Lets say I generated a password with really awful entropy seed (5 bits~), but then used another selection process (with a low entropy seed as well) to select at random a method to generate a password (based on the many different methods we see in the wild).

This seems intuitively easy to crack because of the low entropy, but how on earth does a program possible guess at the generation method, if we don't know what that generation method is?

In other words, given a hash+salt can I use some cryptanalysis or other technique to the reduce the scope of the problem without knowledge of underlying dictionary or grammar used to generate the hash.

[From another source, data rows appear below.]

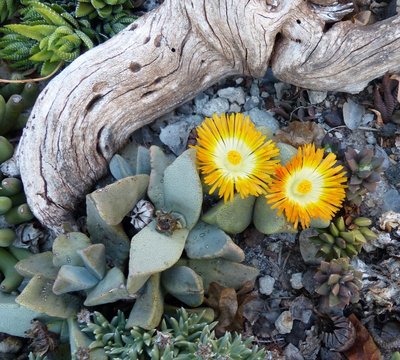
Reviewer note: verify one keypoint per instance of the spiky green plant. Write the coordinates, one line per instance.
(340, 283)
(365, 169)
(338, 241)
(184, 337)
(113, 25)
(7, 9)
(101, 8)
(46, 37)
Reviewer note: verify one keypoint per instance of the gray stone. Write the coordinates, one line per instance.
(296, 281)
(391, 201)
(199, 102)
(284, 323)
(251, 103)
(215, 106)
(175, 136)
(263, 118)
(316, 97)
(233, 95)
(266, 284)
(352, 114)
(254, 89)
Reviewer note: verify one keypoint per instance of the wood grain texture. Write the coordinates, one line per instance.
(165, 58)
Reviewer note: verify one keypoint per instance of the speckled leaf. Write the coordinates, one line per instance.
(224, 272)
(184, 284)
(232, 217)
(208, 241)
(38, 296)
(182, 188)
(149, 306)
(152, 252)
(114, 201)
(267, 221)
(113, 237)
(110, 289)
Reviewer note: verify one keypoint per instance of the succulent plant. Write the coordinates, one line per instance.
(101, 8)
(338, 241)
(339, 283)
(183, 336)
(364, 169)
(7, 9)
(46, 37)
(14, 103)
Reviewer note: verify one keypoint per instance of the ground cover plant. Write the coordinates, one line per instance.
(221, 230)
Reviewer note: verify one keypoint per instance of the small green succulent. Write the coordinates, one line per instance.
(46, 37)
(340, 283)
(7, 9)
(364, 170)
(338, 241)
(184, 337)
(101, 8)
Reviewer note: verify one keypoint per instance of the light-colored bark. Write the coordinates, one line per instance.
(165, 58)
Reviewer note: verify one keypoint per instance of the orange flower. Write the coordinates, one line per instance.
(308, 186)
(233, 155)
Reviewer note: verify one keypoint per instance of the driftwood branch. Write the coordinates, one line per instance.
(87, 112)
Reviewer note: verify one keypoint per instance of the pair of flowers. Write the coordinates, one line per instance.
(234, 156)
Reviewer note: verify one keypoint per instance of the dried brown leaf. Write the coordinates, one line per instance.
(364, 346)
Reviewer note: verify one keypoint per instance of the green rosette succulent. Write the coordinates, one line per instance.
(183, 336)
(101, 8)
(340, 283)
(7, 9)
(338, 241)
(46, 37)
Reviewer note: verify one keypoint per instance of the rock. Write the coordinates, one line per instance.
(215, 106)
(292, 353)
(332, 118)
(263, 118)
(284, 323)
(296, 281)
(316, 97)
(175, 136)
(251, 103)
(352, 114)
(254, 89)
(233, 95)
(308, 249)
(391, 201)
(199, 102)
(266, 284)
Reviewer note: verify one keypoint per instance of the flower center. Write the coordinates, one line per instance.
(234, 157)
(304, 187)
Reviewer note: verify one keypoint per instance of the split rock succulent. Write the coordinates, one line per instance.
(340, 283)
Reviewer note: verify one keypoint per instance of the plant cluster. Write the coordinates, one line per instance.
(181, 336)
(48, 35)
(338, 241)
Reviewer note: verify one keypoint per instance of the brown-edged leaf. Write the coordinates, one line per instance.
(364, 346)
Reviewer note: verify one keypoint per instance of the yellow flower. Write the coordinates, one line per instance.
(233, 155)
(308, 186)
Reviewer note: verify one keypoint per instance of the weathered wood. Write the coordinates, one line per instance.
(165, 58)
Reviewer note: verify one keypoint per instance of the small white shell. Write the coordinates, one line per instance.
(142, 214)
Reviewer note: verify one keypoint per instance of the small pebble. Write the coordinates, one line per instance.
(296, 281)
(266, 284)
(284, 323)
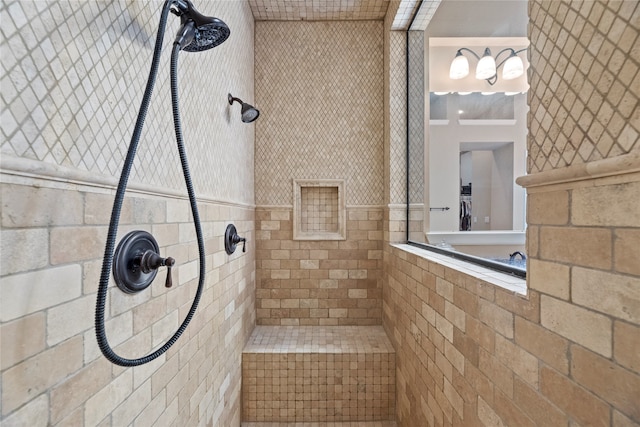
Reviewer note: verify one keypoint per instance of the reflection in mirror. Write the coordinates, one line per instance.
(477, 148)
(486, 188)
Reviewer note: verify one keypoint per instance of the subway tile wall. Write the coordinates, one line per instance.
(323, 119)
(73, 74)
(565, 354)
(315, 282)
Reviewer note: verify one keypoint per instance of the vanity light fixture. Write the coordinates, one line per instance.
(487, 68)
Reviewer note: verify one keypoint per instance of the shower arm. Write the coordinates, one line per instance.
(107, 264)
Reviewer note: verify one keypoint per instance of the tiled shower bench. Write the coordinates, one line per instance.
(318, 374)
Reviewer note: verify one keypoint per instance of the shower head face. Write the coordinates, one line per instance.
(249, 113)
(209, 31)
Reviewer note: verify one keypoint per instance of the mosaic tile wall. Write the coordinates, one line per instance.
(73, 73)
(587, 56)
(322, 108)
(73, 78)
(305, 10)
(320, 87)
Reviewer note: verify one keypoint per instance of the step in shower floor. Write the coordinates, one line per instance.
(319, 339)
(327, 424)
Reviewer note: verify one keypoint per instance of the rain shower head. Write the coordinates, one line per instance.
(249, 112)
(198, 32)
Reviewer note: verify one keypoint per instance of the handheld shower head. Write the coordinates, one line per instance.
(198, 32)
(248, 112)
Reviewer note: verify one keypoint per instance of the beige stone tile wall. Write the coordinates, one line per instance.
(53, 372)
(73, 74)
(322, 108)
(472, 354)
(302, 282)
(585, 84)
(322, 118)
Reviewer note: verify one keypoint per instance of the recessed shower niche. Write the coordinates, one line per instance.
(319, 209)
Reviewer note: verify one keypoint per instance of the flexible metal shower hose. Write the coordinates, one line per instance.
(101, 336)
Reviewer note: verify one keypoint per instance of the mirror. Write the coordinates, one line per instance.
(486, 190)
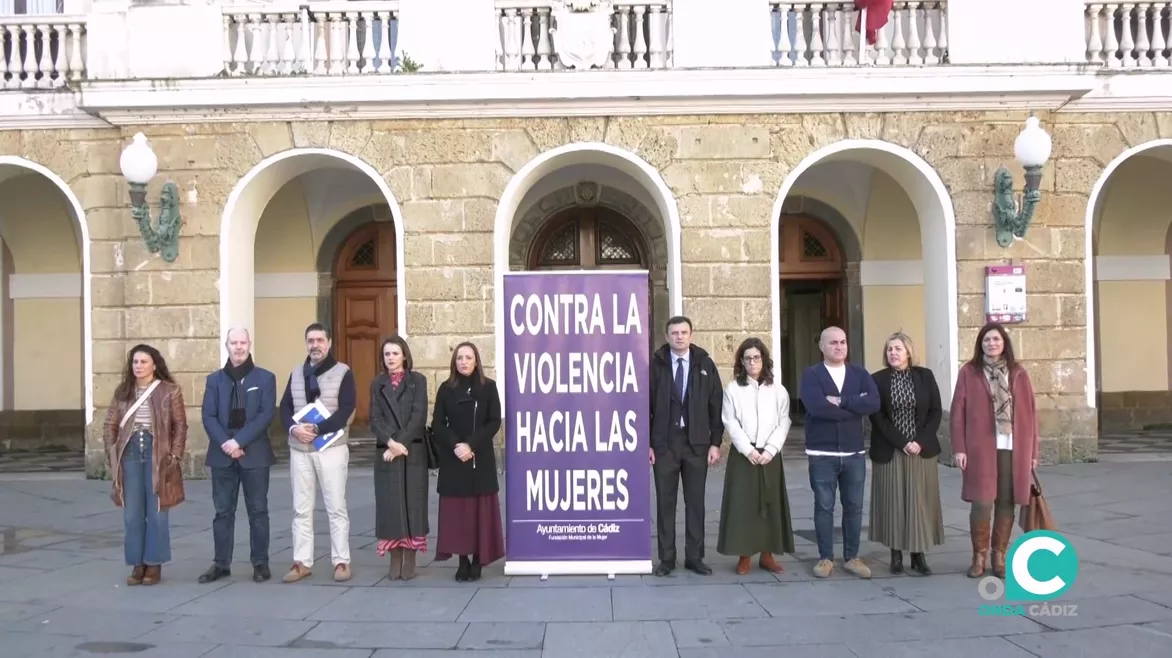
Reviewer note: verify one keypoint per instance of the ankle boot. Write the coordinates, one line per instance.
(979, 533)
(1002, 529)
(408, 564)
(897, 561)
(396, 564)
(920, 564)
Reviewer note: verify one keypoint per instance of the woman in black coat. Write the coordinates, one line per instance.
(467, 418)
(399, 413)
(905, 483)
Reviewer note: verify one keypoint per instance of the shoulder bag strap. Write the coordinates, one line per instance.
(138, 402)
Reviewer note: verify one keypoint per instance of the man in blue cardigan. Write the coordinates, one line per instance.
(837, 397)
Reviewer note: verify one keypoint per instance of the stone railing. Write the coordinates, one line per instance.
(287, 38)
(823, 34)
(1130, 34)
(530, 35)
(41, 52)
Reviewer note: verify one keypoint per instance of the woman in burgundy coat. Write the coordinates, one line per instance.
(994, 436)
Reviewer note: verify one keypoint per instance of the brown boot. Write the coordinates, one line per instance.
(770, 564)
(396, 564)
(408, 564)
(743, 564)
(1002, 529)
(979, 533)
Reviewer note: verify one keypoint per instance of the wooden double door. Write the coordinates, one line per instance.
(366, 302)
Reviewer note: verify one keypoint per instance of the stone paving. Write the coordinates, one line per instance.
(62, 589)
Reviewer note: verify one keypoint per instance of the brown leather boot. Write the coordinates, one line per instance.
(408, 564)
(1002, 529)
(979, 533)
(743, 564)
(769, 563)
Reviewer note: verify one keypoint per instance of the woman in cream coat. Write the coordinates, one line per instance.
(755, 513)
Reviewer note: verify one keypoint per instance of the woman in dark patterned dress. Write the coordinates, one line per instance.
(905, 486)
(465, 420)
(399, 413)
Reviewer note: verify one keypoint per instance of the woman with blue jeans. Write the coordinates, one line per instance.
(145, 434)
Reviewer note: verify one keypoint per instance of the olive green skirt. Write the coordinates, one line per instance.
(905, 503)
(755, 513)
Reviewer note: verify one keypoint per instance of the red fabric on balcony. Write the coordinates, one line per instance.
(877, 17)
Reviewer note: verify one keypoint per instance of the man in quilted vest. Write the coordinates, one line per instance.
(317, 455)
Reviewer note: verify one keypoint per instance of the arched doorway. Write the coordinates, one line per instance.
(366, 294)
(812, 294)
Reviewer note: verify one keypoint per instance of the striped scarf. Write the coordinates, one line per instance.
(996, 374)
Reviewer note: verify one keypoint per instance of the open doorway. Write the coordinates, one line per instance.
(812, 297)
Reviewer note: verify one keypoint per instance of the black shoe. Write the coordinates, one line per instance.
(215, 574)
(897, 561)
(920, 564)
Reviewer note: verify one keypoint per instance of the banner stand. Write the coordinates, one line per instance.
(576, 374)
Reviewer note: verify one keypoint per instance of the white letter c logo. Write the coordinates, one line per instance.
(1021, 565)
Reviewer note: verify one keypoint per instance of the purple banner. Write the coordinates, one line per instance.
(577, 427)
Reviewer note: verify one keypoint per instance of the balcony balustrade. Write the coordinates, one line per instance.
(1130, 34)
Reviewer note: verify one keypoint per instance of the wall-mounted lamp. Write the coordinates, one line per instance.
(140, 164)
(1033, 149)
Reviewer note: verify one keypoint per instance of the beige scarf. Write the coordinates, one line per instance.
(996, 375)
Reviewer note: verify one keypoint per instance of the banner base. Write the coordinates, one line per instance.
(608, 568)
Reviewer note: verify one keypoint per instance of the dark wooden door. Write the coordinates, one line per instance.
(366, 296)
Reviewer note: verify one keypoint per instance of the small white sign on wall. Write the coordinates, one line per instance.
(1004, 293)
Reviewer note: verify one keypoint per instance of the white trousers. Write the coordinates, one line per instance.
(329, 468)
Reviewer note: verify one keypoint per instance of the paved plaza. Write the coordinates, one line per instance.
(62, 588)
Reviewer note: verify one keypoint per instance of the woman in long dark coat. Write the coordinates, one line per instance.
(399, 413)
(905, 486)
(467, 418)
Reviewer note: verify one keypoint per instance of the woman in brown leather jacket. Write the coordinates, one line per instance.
(145, 436)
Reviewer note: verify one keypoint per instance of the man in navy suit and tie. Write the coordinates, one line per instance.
(239, 405)
(837, 397)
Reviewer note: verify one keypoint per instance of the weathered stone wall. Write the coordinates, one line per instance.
(723, 170)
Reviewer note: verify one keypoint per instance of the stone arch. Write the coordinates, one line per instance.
(852, 253)
(938, 233)
(83, 243)
(242, 215)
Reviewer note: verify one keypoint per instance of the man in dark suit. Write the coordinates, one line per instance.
(239, 405)
(837, 397)
(687, 432)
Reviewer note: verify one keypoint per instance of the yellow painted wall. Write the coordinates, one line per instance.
(1133, 221)
(39, 230)
(284, 245)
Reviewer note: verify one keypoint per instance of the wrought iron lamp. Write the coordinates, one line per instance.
(1010, 218)
(138, 165)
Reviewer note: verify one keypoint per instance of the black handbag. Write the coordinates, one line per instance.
(429, 445)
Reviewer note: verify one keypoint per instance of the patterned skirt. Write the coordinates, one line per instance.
(905, 503)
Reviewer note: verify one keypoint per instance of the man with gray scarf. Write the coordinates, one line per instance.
(239, 405)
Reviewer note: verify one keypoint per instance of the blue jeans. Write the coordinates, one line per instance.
(847, 475)
(226, 484)
(148, 530)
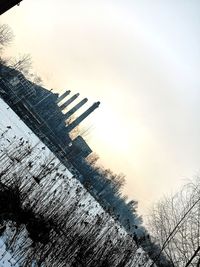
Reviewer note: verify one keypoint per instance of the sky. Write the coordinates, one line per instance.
(141, 60)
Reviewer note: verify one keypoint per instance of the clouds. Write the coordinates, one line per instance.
(141, 60)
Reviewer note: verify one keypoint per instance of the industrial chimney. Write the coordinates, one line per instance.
(75, 108)
(77, 121)
(5, 5)
(60, 98)
(69, 101)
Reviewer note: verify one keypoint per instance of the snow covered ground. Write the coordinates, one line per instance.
(39, 169)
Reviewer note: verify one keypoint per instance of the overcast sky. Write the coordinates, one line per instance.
(141, 59)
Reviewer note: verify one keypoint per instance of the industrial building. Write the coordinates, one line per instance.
(47, 113)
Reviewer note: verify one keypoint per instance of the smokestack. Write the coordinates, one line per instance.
(69, 101)
(75, 108)
(7, 4)
(77, 121)
(63, 96)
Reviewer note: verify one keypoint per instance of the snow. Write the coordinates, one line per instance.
(59, 183)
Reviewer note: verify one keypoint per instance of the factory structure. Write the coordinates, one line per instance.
(5, 5)
(47, 113)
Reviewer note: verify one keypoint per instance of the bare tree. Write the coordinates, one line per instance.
(6, 35)
(175, 224)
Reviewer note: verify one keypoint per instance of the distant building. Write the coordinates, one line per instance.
(80, 147)
(46, 113)
(5, 5)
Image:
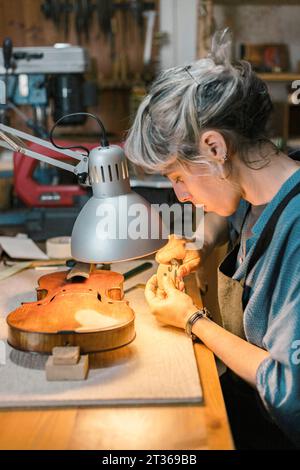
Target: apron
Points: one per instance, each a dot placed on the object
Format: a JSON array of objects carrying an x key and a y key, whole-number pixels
[{"x": 233, "y": 295}]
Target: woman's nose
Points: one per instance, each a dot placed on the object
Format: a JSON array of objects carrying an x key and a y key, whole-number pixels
[{"x": 182, "y": 195}]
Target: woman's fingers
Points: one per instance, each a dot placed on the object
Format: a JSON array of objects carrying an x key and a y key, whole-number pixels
[
  {"x": 150, "y": 289},
  {"x": 168, "y": 284}
]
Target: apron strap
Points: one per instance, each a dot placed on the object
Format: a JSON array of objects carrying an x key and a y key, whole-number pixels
[{"x": 266, "y": 238}]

  • What you describe is somewhat similar to using pepper to make your hashes more resilient to attacks. Just remember that you still need to use salt, and 5 bits of entropy is insufficient regardless of what you do. – kasperd Oct 28 '18 at 9:22
  • Well, if you have a sequence of numbers, say 2, 4, 6, 8, ... can you guess the next one? Actually no, you can't because it's easy to prove that there are infinite answers, but 10 would be the most likely answer for many people. Here it's the same, what could happen is that you have a bunch of pre-made algorithms and try each of these a number of times to see which one looks "reasonable". – ChatterOne Oct 29 '18 at 8:49

In theory, one could make a program that generates lots of password generation algorithms at random (or somehow systematically) and then apply them to a variety of different seeds until it break the code. In practice, this would be very slow depending on the strength and uniqueness of the algorithm. It might be better to get a good cryptanalyst take a look at the passwords and take educated guesses. In general though, you shouldn't depend on obscurity to protect your security.